Am 27. Oktober waren auf Leerstandsmelder.de in Hamburg 851, in Berlin 567, in Bremen 696, in Frankfurt 536 und in Stuttgart immerhin auch noch 163 Leerstände gemeldet. Eine Legalisierung von Hausbesetzungen wird die neue Wohnungsnot nicht beseitigen, aber Hausbesetzungen können ein Teil der sozialpolitischen Stadtentwicklung sein. Sie können mehr als jedes zentralistische Regierungshandeln akute Probleme in einer Stadt sichtbar machen und unmittelbar korrigieren.

Die Menschen müssen nicht passiv den fehlgeleiteten Gesetzen des freien Marktes ausgeliefert sein. Leerstand muss sanktioniert werden, um schädliche Spekulation zu behindern. Hausbesetzungen haben einen doppelt positiven Effekte: Es wird Wohn- und Freiraum, aber auch ein Anreize für EigentümerInnen Leerstand zu beenden geschaffen.
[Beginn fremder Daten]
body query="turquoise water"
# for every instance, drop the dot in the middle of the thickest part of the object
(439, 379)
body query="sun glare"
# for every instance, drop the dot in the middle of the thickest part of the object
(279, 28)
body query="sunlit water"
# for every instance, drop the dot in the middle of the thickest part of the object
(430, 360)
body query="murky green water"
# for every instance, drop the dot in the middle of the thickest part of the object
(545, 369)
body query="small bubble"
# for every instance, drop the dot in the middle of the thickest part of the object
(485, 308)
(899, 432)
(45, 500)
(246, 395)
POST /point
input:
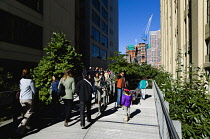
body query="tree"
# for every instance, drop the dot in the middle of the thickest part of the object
(60, 55)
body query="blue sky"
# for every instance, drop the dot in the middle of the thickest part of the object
(133, 19)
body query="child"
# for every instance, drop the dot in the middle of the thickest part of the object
(126, 102)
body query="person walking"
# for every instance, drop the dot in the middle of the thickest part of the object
(54, 93)
(27, 91)
(84, 90)
(142, 86)
(96, 79)
(126, 102)
(68, 81)
(121, 84)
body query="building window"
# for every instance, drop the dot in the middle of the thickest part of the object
(95, 34)
(111, 21)
(36, 5)
(95, 51)
(104, 27)
(20, 31)
(104, 41)
(95, 18)
(96, 4)
(105, 2)
(103, 54)
(111, 43)
(104, 13)
(111, 8)
(111, 31)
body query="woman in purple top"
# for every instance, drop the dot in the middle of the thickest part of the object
(126, 102)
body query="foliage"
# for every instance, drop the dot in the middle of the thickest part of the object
(59, 57)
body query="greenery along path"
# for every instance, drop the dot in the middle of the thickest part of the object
(143, 124)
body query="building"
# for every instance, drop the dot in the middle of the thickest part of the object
(97, 31)
(137, 53)
(27, 26)
(154, 53)
(185, 34)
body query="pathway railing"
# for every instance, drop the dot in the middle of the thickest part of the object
(167, 128)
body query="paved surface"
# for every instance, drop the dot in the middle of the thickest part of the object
(109, 125)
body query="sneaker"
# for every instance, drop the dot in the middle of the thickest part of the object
(82, 126)
(65, 123)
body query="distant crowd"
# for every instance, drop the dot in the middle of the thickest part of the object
(64, 89)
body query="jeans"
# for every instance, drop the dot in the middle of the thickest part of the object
(27, 109)
(68, 107)
(143, 92)
(82, 112)
(127, 111)
(119, 95)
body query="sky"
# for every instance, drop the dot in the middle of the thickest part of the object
(133, 19)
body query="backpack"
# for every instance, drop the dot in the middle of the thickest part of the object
(61, 90)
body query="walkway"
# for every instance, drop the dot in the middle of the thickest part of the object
(109, 125)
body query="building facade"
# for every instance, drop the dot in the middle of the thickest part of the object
(27, 26)
(154, 53)
(97, 38)
(185, 34)
(137, 53)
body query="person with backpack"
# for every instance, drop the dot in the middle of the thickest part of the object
(142, 86)
(84, 90)
(54, 93)
(121, 84)
(27, 91)
(126, 102)
(68, 82)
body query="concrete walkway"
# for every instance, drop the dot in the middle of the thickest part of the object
(109, 125)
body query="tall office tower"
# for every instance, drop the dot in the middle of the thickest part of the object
(137, 53)
(96, 31)
(26, 27)
(154, 53)
(185, 35)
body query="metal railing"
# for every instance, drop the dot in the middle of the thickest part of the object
(167, 129)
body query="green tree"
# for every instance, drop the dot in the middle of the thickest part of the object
(60, 55)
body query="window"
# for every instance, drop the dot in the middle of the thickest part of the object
(111, 31)
(104, 27)
(95, 18)
(105, 2)
(20, 31)
(103, 54)
(36, 5)
(111, 43)
(96, 4)
(104, 41)
(111, 21)
(95, 51)
(111, 8)
(104, 14)
(95, 34)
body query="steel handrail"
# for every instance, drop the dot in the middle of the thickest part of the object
(169, 122)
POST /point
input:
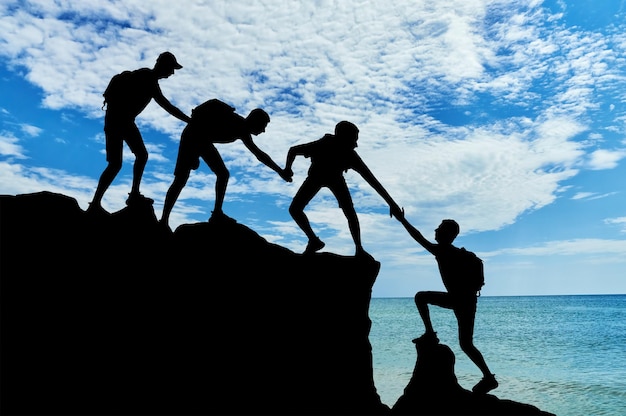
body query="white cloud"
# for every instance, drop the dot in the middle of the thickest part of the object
(387, 66)
(605, 159)
(32, 131)
(9, 146)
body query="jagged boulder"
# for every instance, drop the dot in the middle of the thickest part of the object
(115, 315)
(434, 389)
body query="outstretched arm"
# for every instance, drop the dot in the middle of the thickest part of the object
(369, 177)
(265, 158)
(294, 151)
(414, 232)
(171, 108)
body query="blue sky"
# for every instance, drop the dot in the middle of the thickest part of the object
(508, 116)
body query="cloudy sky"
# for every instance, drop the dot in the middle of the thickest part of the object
(508, 116)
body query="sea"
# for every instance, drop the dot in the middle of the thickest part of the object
(563, 354)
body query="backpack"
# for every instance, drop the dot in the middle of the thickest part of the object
(118, 87)
(211, 111)
(473, 270)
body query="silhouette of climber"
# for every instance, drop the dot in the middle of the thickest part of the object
(461, 300)
(215, 122)
(126, 97)
(331, 156)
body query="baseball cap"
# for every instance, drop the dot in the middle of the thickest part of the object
(168, 58)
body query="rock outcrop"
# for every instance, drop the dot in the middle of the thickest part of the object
(434, 390)
(115, 315)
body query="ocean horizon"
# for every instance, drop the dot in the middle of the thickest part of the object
(565, 354)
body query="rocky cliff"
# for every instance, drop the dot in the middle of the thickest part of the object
(114, 315)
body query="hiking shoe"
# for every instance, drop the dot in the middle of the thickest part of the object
(138, 199)
(314, 245)
(96, 210)
(427, 338)
(485, 385)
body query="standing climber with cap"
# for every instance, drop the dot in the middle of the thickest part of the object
(126, 97)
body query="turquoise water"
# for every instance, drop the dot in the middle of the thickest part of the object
(563, 354)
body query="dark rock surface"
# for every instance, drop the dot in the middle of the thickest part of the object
(434, 390)
(115, 315)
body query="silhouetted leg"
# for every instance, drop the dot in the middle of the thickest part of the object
(465, 316)
(141, 159)
(300, 200)
(114, 148)
(180, 180)
(342, 193)
(106, 179)
(213, 159)
(422, 299)
(136, 145)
Das Marktversagen dieser Tage beweist, dass wir die Ökonomisierung der Wohnungsfrage nicht als selbstverständlich hinnehmen dürfen, das es aktiv zu hinterfragen ist, wenn wenige Spekulanten mit den Bedürfnissen der vielen Kasse machen und scheinbar niemand Wohnen als effektives Grundrecht diskutieren mag. Ein bisschen Volksaufstand kann da nicht schaden.